If you’ve been wondering, “Who has suffered economically the most from the COVID-19 pandemic?” there exists a wealth of data taken from 28 countries, but focused on the U.S. and Canada, Spain, Germany, the Netherlands and the UK that makes the answer clear… women, especially single mothers, with children of school age… but no college degree, who happen, especially in the United States, disproportionately to be middle- or low-income women of color.
This should come as no surprise for a variety of reasons, most obviously, because the social and political logic leading to that economic reality is itself well-known.But beyond that, these disparities in employment and income were predictable and were, in fact, predicted as early as last April in an article coauthored by our guest today economist Matthias Koepke of Northwestern University.
Because of the jobs they did and the places where they did them and because of their lionness’ share of childcare responsibilities, women saw the pandemic put a target on their backs.
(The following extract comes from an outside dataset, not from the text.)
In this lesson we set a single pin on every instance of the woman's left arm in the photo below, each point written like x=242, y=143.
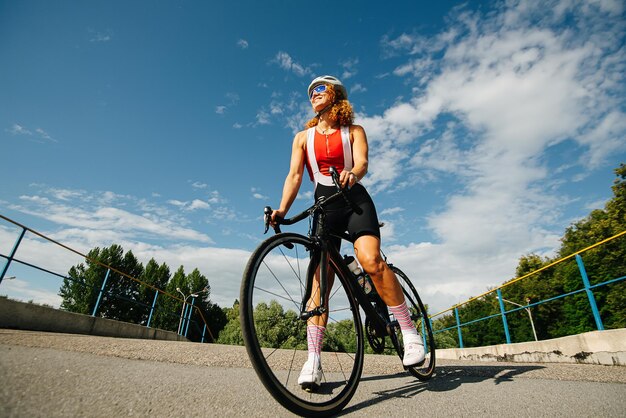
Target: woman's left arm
x=359, y=155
Still, the uniqueness of the pandemic recession — that it is the first such economic eruption to disproportionately affect women — seems to have caught governments, especially the American government, unprepared. Since last March, when global economic paralysis really started to take hold, various governments have tried to respond, to protect women, their families and their contribution to their national economies. Some have done more than others, some have done better than others, but few responded as slowly as the United States.
Now that it appears that the U.S. and parts of the economically developed world are beginning their recovery from the pandemic, a “new normal” is on its way. For women, predictions are that their recovery of jobs and pay will be slower and more difficult than for men.
Is there anything government can do to mitigate the injustice, and should it? Is there anything to be learned from the UK or Spain?
Matthias Doepke is a Professor of Economics at Northwestern University. His research deals with topics in economic growth and development, political economy, and monetary economics. Recently, he has worked on theories of demographic change, family economics, the role of political and cultural change in economic development, and redistributional effects of inflation. He is a research associate of the National Bureau of Economic Research , editor of the Review of Economic Dynamics, and an associate editor of the American Economic Review.